I didn’t have a problem with balance on mine but Gilbert did and I understand now lots of people struggle to stay on. From a tourist point of view I’m not sure why they don’t do something about the seats. Maybe it’s actually fine for them, or they like to keep it authentic or aren’t worried about repeat business…and it was a part of the experience that you will never forget. I’m sitting writing this two days later and am still sore. I think if I hadn’t been so sore at the time I would have enjoyed the camels more. There is a problem with how much you ‘westernise’ something to meet the market too. If I’d lifted the blanket up and actually looked to see, I would have packed either side of the bony hump. But I survived and it’s not a big deal in the scheme of the amazingness of it all and if I couldn’t have it unless I had it like that, then I would do it again like that.

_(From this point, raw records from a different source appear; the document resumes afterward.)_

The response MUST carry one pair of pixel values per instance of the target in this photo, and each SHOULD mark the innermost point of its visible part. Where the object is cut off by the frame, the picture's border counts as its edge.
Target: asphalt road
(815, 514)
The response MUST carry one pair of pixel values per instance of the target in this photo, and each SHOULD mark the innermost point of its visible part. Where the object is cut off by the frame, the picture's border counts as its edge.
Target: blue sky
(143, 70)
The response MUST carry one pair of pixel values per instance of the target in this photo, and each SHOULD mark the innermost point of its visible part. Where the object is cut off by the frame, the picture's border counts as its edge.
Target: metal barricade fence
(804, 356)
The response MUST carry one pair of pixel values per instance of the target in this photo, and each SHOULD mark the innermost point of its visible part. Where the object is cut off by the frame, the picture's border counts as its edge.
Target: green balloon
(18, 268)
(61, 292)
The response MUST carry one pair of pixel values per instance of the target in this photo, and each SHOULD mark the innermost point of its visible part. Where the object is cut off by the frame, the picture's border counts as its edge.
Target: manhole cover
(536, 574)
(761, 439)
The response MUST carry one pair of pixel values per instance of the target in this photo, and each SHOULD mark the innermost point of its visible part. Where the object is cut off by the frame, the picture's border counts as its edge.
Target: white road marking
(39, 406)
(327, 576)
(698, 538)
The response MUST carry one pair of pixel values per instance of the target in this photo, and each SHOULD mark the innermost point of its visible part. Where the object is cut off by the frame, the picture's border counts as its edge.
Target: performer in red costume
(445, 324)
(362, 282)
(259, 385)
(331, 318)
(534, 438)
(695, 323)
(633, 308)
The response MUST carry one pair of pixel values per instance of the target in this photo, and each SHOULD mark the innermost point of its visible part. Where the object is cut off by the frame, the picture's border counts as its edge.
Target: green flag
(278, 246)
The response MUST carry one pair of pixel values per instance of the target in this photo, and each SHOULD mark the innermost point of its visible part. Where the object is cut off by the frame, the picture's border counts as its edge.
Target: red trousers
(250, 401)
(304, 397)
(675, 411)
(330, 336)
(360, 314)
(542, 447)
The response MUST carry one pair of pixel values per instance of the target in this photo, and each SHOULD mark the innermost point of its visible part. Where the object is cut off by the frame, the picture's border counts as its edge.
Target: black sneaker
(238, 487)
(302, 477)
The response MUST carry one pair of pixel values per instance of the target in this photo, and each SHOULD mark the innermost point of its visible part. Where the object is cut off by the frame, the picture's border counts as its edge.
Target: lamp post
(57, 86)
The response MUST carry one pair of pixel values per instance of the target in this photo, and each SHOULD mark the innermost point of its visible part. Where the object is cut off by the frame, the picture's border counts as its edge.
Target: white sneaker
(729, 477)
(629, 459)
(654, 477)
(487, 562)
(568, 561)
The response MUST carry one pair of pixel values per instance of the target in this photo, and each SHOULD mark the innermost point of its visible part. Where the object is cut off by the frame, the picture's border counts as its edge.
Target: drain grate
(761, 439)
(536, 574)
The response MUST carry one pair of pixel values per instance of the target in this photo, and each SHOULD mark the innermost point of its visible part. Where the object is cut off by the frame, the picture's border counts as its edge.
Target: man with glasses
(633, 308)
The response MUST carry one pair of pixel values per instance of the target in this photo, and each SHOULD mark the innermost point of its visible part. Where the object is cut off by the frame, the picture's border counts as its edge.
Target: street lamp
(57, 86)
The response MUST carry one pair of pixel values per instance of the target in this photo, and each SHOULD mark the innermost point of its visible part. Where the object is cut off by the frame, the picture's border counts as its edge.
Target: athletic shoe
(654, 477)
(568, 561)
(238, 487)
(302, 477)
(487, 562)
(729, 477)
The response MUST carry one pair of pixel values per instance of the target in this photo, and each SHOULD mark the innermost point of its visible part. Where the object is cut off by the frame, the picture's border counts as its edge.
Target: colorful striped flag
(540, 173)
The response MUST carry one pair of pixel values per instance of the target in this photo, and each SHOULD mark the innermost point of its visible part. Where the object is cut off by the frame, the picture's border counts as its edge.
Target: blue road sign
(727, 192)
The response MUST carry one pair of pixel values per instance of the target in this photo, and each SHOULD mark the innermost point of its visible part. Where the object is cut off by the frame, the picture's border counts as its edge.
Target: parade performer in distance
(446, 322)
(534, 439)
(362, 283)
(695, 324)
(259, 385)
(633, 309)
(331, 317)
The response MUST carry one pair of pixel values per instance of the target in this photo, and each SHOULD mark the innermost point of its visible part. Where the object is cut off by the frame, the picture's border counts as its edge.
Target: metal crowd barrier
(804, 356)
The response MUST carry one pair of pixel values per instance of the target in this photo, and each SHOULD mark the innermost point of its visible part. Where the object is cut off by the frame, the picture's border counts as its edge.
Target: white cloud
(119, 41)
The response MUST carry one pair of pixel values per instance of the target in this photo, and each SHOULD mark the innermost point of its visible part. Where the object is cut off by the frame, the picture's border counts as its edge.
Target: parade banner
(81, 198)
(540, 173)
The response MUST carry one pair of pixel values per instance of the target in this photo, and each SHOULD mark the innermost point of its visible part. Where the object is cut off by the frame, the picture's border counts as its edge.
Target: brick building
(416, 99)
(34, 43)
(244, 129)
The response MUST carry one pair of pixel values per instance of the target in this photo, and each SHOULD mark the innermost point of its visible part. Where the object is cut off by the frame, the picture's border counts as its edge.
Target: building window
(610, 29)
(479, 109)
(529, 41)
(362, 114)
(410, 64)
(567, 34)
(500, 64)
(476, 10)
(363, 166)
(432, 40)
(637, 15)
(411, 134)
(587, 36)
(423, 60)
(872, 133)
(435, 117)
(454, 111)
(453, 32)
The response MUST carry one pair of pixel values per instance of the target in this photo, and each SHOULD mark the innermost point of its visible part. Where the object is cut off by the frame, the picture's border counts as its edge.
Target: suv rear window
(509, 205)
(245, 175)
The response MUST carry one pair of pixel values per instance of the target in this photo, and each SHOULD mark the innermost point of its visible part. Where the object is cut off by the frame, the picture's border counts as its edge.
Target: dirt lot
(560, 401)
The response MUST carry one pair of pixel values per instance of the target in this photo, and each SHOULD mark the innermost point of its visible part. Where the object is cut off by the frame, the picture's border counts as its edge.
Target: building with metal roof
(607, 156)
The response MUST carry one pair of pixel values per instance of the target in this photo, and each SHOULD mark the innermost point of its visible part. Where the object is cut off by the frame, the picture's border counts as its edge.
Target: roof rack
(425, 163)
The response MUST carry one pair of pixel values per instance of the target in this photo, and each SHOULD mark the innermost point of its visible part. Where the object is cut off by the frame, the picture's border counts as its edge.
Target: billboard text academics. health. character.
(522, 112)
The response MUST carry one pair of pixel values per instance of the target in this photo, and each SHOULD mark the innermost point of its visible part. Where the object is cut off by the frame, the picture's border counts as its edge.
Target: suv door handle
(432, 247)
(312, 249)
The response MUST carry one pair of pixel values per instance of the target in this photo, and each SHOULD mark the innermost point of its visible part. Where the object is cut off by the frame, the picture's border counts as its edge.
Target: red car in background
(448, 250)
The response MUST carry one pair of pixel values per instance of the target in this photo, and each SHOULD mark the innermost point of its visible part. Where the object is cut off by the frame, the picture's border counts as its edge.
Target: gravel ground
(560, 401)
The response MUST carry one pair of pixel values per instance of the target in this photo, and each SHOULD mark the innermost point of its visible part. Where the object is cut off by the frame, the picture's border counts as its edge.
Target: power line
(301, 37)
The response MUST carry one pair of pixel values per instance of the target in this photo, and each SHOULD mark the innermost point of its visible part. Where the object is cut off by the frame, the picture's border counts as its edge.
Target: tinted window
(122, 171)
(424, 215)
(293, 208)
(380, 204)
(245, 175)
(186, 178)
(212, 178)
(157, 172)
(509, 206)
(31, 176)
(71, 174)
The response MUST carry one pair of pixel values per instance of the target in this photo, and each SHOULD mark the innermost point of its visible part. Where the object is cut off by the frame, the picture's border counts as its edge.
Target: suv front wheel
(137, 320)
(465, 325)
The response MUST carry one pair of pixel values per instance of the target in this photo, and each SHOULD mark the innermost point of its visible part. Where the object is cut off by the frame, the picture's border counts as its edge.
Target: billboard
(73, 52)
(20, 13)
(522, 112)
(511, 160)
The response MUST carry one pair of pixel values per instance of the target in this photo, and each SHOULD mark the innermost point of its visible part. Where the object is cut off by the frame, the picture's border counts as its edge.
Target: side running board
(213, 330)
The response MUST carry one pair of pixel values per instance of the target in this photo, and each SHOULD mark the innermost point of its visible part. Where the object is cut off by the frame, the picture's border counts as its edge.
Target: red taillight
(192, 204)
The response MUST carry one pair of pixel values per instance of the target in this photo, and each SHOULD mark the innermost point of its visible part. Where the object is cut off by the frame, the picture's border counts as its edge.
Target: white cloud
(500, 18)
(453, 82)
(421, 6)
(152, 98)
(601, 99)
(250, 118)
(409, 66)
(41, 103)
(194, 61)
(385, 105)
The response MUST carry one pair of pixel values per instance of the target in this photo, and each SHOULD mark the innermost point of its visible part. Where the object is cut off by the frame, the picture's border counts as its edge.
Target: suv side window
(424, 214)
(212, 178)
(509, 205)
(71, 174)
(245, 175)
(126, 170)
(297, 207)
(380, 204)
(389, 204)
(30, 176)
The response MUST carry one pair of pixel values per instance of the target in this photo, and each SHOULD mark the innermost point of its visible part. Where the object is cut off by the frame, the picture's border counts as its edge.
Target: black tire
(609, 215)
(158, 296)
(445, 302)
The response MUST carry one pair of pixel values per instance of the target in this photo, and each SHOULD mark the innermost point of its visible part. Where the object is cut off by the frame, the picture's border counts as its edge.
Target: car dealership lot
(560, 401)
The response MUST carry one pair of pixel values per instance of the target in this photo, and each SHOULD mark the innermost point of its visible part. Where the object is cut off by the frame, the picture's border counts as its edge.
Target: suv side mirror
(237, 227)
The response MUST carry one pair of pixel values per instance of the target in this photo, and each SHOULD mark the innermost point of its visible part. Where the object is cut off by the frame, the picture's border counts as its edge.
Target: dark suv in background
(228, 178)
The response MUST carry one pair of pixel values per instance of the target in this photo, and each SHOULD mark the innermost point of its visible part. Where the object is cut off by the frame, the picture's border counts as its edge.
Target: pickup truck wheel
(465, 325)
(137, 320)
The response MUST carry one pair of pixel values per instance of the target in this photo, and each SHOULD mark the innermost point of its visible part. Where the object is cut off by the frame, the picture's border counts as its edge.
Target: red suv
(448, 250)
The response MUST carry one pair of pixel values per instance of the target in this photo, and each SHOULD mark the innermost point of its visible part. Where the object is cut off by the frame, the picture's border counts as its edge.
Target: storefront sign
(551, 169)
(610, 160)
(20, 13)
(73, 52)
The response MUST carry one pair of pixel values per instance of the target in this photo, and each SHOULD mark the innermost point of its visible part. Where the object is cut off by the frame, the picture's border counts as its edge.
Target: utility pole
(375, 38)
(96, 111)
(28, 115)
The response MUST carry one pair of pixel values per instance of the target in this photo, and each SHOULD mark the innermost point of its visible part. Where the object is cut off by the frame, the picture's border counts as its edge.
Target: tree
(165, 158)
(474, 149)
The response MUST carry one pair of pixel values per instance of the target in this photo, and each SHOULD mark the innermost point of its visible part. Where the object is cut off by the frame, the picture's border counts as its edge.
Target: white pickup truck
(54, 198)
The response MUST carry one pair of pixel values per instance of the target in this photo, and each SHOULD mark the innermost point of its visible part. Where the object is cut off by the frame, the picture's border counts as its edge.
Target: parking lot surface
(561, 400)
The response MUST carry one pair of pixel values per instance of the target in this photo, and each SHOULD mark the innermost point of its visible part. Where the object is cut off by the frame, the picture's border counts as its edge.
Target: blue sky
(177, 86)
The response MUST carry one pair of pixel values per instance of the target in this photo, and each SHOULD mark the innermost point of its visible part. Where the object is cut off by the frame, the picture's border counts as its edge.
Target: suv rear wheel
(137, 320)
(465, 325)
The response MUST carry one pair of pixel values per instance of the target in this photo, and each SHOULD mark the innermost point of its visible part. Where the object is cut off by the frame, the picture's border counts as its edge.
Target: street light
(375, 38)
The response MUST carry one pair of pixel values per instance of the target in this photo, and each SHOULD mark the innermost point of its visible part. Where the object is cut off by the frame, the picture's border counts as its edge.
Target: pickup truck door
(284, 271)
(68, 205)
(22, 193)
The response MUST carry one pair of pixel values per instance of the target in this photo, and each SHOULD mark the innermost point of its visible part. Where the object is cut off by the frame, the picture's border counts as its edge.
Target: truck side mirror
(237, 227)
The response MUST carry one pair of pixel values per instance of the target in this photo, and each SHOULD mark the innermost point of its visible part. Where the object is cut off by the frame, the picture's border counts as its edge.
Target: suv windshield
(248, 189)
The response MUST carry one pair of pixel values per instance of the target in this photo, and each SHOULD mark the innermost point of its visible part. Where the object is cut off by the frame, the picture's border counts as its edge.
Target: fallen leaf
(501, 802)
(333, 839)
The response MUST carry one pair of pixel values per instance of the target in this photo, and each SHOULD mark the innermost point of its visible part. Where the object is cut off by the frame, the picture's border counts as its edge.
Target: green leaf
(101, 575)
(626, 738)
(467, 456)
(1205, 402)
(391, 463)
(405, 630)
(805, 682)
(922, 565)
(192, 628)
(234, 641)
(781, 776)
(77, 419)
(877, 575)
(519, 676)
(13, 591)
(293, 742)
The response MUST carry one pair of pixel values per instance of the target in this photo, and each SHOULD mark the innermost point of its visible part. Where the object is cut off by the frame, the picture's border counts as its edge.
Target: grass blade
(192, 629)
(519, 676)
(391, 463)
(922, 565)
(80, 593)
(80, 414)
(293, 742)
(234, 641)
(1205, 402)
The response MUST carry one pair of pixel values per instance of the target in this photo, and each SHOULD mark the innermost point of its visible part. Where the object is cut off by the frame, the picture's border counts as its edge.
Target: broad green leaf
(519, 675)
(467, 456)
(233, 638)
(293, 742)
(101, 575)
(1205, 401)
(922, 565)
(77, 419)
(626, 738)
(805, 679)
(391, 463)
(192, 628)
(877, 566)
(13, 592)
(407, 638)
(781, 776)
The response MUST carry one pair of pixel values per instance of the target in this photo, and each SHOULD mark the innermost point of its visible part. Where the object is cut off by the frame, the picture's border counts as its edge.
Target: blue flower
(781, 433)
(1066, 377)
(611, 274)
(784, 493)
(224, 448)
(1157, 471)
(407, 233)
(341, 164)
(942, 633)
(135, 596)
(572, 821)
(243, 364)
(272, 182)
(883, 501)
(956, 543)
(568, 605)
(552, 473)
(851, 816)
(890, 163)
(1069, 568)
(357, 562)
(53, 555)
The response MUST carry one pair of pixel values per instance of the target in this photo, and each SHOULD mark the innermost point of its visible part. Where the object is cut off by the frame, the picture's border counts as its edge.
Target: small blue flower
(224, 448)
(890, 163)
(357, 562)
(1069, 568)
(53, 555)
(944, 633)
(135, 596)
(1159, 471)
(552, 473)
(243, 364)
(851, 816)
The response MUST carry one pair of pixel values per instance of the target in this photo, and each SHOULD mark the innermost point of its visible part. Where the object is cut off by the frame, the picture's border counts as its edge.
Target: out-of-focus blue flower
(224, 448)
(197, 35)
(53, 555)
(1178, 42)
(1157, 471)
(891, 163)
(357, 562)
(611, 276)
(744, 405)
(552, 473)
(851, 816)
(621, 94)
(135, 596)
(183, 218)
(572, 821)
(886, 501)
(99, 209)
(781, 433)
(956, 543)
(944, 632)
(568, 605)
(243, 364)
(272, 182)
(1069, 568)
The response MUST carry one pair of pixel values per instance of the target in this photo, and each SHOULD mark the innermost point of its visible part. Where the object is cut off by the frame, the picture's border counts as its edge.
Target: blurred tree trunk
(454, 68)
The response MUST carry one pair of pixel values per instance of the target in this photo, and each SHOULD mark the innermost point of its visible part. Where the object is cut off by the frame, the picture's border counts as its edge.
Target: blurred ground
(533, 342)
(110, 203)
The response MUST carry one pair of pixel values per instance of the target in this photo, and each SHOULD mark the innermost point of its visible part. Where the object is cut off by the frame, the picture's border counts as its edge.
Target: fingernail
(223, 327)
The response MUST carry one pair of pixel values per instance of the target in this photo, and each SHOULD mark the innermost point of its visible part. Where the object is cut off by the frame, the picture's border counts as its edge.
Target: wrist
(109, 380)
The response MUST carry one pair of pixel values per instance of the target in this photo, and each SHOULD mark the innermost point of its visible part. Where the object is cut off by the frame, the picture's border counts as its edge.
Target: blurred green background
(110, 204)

The boys asked us to take their picture and put it on facebook and I have obliged. We have got a lot more respectful of people’s privacy as we have traveled and are not so in face taking photos so it was funny to have them ask me to do that. A few of the boys are Sent from my iPad
Most of the boys are wearing the traditional garb with sweat pants, t-shirt, polar fleece or similar jacket zipped up and a long robe thing over the whole lot and then the turban thing on their heads. I can’t really see how this can be cooler but I guess it’s what they are used to. They are actually quite fine boned and I would even call them pretty. They told us there are no girls at the camp. They do all the cooking but when we arrive I am sure one is a girl so beautiful is his features. It’s not until I hear his voice and see him move do I gather he is male. They cannot get over Gilbert’s near nakedness with singlet and light shorts and most comment that he must be strong. Many in this area have come up from Africa over the last couple of hundred years as nomads looking for greener pastures and settled around here. They tell us all the different ones get along well and these boys certainly seem to.
One of the boys dashes to get a bag and spreads out some carved bits to sell on a mat as we get off our camels and try to stand up straight. I feel awful that I really don’t want to buy any of these. Emilie gives him a tip for helping us and I do too. He tries to get me to choose something saying his Father makes them and I tell him I have no room as I only have a small bag and I thank him for his help on the trip. This is the tricky bit and I feel a bit stink as I walk away. The camels are being fed and watered while seats are removed and then let free to roam and forage. I guess they come when they are called?
Here R&B, Jimi….come! Not sure how you call a Camel.